My living quarters are pretty comfortable. It is private and they have made sure I have all the necessities. It also has taken some getting used to, though, as I am accustomed to the excess of comforts we have in the United States. For example, I shower with only cold water here, there is no air conditioning, and the water and electricity often fail for hours at a time (sometimes more). However, there are people here who have no running water and have to wash their clothes and bathe in the river, so I consider myself lucky.
The weather here is either hot and sticky or raining. At first I preferred the rain because it was cooler, but I am getting used to the heat now so it bothers me less. My time here happens to coincide with the rainy season so I get lots of breaks from the heat. When it rains here it usually falls like a waterfall, very heavy and with vengeance…. 30 seconds out in the rain and you are completely soaked—but I guess that’s why that call it a rainforest.
It is really interesting to observe the many layers of culture here that I still don’t fully understand. People are identified as either mestizo (mixed European and native blood) or nativo (native). There are three main regions in Peru: la costa (the coast), la sierra (the mountains), and la selva (the rainforest), and there are various individual communities within each region. Each layer has both unique and shared cultural practices. It seems, at least in the area where I am, that those who are mestizo tend to be of a higher socioeconomic status and better educated whereas native people, though many are educated and fairly well off, tend to be more impoverished. In many communities they live under very basic conditions—for example, no electricity, homes without walls, and no access to clean water. The local hospital/heath post, the Centro de Salud, mostly tends to serve those with few resources, as the families that are wealthier pay a private care provider for their care or they travel to Pucallpa or Lima to receive their care.

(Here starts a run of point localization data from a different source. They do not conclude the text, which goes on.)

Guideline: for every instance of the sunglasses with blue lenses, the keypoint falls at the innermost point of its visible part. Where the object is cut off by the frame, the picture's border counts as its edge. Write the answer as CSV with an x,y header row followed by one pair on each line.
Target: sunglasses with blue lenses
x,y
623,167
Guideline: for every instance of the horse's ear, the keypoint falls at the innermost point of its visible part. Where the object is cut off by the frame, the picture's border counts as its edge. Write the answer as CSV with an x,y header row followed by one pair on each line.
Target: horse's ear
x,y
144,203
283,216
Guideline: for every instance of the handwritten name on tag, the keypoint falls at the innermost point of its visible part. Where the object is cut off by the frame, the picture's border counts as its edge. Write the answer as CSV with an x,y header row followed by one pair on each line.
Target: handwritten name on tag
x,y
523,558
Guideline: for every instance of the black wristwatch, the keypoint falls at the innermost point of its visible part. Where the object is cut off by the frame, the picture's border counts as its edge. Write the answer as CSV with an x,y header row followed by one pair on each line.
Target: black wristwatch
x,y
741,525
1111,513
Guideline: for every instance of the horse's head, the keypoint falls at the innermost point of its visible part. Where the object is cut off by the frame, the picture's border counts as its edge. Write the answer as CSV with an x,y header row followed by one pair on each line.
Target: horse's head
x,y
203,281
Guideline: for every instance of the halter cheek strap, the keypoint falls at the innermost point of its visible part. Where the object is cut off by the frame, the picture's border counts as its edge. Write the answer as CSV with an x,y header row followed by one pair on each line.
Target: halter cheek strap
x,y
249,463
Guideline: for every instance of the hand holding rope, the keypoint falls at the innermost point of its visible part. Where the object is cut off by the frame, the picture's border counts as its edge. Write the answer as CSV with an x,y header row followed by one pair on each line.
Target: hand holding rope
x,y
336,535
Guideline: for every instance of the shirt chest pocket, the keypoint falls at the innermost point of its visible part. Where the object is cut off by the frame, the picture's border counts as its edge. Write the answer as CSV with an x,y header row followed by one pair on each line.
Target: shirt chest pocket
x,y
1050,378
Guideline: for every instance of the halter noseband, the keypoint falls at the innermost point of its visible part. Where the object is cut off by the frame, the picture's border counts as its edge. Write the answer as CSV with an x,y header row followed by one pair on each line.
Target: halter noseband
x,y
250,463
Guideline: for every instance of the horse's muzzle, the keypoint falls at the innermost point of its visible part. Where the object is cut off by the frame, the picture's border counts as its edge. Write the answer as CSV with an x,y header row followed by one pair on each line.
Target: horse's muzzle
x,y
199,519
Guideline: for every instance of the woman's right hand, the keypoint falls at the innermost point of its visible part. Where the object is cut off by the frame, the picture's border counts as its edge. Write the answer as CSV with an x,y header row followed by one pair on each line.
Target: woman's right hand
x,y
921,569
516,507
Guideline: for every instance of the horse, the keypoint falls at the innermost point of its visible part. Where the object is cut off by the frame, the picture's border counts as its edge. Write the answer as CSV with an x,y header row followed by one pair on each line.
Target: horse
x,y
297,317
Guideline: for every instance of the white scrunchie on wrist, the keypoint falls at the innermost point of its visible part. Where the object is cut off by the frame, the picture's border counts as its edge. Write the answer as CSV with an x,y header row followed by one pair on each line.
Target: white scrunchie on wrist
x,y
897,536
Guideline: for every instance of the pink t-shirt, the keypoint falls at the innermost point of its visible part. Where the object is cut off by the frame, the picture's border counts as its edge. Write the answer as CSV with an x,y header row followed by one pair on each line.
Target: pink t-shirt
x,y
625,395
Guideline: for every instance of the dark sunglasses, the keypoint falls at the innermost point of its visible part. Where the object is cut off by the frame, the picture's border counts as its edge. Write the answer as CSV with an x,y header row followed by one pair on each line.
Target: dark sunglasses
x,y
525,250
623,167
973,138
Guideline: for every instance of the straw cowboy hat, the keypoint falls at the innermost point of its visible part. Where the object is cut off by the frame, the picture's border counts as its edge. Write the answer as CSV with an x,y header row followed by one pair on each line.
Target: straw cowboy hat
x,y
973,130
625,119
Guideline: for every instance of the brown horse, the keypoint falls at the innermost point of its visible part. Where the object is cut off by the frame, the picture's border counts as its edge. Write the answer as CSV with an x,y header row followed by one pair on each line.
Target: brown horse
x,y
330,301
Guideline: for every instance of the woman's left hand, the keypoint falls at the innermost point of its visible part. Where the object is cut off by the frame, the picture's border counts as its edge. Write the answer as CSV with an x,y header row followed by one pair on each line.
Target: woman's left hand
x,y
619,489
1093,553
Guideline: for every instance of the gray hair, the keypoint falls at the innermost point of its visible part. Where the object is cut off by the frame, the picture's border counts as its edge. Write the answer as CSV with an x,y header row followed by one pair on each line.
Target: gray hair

Work the first month and a half was slow going as the casa de espera did not have many patients or activities going on. I spent the mornings in the local hospital/health center, the Centro de Salud, in order to get to know the personnel there and familiarize myself with how they attend labor and birth. They do a fair job with the resources they have here, but it was still a bit of a shock to observe my first birth there. Pain medications and epidurals do not exist for patients here… they just have to endure the pain. Then, when the patient is ready to give birth, they make her lay flat on her back on a tall skinny birthing table with her legs in stirrups and routinely utilize practices that I learned to avoid, such as fundal pressure to deliver the baby, manual rotation of the baby after delivery of the head, and episiotomy on all first-time moms. The births I witnessed of this manner struck me as traumatizing rather than the empowering and beautiful experience I strive to achieve in every birth. Understanding the challenge ahead of me, I felt even more motivated to do what I could to implement a safer, gentler way of attending birth that serves to support and empower women. And so my campaign to promote the casa de espera and vertical birth began.